A theoretical and experimental study of hexagonal molybdenum trioxide as dual-ion electrode for rechargeable magnesium battery

Abstract

Abstract The hexagonal polytype of molybdenum trioxide (h-MoO3) was prepared through the hydrothermal method. The anisotropic growth of the particles yields to micro rods with prismatic geometry. Theoretical calculations were carried out to simulate the insertion of magnesium in the framework of h-MoO3. The electrochemical behavior of single-phase h-MoO3 in non-aqueous magnesium cells was studied, and for that purpose, Mg metal or activated carbon (A.C.) was used as a counter electrode. This is the first report about the insertion of a divalent cation into h-MoO3. The experimental capacity vs. Mg is only around 20–50 mAh g−1. Nevertheless, whether Mg metal is replaced by A.C. as the counter electrode, the electrochemical behavior of h-MoO3 is improved, and the reversible capacity is about 100 mAh g−1 after 130 cycles.
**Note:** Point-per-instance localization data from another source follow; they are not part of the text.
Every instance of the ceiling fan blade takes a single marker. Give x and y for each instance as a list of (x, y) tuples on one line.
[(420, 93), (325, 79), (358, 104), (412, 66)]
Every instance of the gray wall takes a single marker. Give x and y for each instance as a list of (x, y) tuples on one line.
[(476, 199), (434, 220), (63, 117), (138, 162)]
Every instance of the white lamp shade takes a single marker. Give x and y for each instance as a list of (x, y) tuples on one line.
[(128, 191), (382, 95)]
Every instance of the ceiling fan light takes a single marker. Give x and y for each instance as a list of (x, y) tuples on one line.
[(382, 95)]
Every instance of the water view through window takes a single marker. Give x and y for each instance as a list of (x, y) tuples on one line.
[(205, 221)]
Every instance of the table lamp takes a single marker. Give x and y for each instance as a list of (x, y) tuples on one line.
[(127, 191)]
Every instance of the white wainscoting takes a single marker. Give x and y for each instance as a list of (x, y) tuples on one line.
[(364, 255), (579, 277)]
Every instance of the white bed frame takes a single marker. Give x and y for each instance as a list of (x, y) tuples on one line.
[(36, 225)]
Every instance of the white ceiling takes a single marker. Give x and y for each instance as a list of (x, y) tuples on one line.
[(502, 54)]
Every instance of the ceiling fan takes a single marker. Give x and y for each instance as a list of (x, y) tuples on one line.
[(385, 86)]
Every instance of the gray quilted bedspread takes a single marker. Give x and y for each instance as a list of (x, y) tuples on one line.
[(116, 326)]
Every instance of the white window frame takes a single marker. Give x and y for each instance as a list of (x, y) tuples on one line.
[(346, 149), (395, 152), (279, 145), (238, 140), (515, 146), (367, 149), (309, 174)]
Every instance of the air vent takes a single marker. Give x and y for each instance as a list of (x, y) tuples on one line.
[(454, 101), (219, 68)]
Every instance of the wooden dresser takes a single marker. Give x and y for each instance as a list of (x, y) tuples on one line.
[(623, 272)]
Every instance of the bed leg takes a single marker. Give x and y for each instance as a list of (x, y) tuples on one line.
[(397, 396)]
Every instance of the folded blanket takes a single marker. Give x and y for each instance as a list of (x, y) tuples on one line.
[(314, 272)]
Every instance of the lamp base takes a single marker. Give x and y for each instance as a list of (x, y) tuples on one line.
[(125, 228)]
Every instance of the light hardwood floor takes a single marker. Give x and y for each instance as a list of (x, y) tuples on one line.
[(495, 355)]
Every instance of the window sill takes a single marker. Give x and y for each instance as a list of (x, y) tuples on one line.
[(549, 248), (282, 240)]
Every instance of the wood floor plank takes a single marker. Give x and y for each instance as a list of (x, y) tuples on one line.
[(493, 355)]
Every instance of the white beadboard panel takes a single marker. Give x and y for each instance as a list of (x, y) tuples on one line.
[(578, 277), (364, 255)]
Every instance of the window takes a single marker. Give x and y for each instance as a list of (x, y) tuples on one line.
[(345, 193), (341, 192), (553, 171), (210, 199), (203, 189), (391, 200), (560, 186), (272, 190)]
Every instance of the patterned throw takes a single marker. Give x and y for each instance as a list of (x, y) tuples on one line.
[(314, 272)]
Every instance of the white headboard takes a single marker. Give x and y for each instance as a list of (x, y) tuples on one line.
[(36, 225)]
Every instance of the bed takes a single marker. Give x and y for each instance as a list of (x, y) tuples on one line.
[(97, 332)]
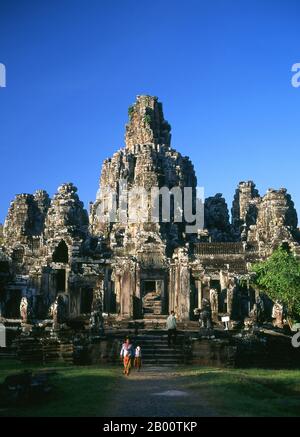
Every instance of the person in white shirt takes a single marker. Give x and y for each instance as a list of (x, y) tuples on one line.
[(171, 327), (138, 358)]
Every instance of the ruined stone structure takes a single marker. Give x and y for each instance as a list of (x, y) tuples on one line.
[(71, 265)]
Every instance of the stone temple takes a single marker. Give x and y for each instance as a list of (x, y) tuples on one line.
[(57, 258)]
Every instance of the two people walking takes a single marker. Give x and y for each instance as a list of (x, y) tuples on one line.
[(128, 354)]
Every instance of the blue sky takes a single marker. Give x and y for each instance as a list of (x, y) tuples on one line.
[(221, 68)]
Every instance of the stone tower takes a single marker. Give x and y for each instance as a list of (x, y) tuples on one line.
[(147, 161)]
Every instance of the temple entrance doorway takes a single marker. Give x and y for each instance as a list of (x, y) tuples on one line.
[(152, 297)]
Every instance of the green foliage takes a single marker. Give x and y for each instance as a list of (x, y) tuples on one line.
[(130, 110), (279, 278)]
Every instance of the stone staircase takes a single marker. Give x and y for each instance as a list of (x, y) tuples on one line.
[(157, 353)]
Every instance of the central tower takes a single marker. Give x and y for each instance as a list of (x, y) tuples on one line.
[(142, 249)]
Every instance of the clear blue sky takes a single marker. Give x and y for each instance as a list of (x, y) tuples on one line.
[(221, 68)]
The combination of h-MoO3 and A.C. forms a hybrid or asymmetric electrochemical capacitor. The mechanism of the reaction in the working electrode is more complex than a Mg2+-insertion. Anion (TFSI−) adsorption and redox of oxygen ions in the lattice of h-MoO3 also contribute to the reversible capacity. Consequently, h-MoO3 is a dual-ion electrode material. For higher mass ratio A.C./h-MoO3, the experimental maximum reversible capacity is up to 350 mAh g−1 (equivalent to nominal composition Mg0.94MoO3).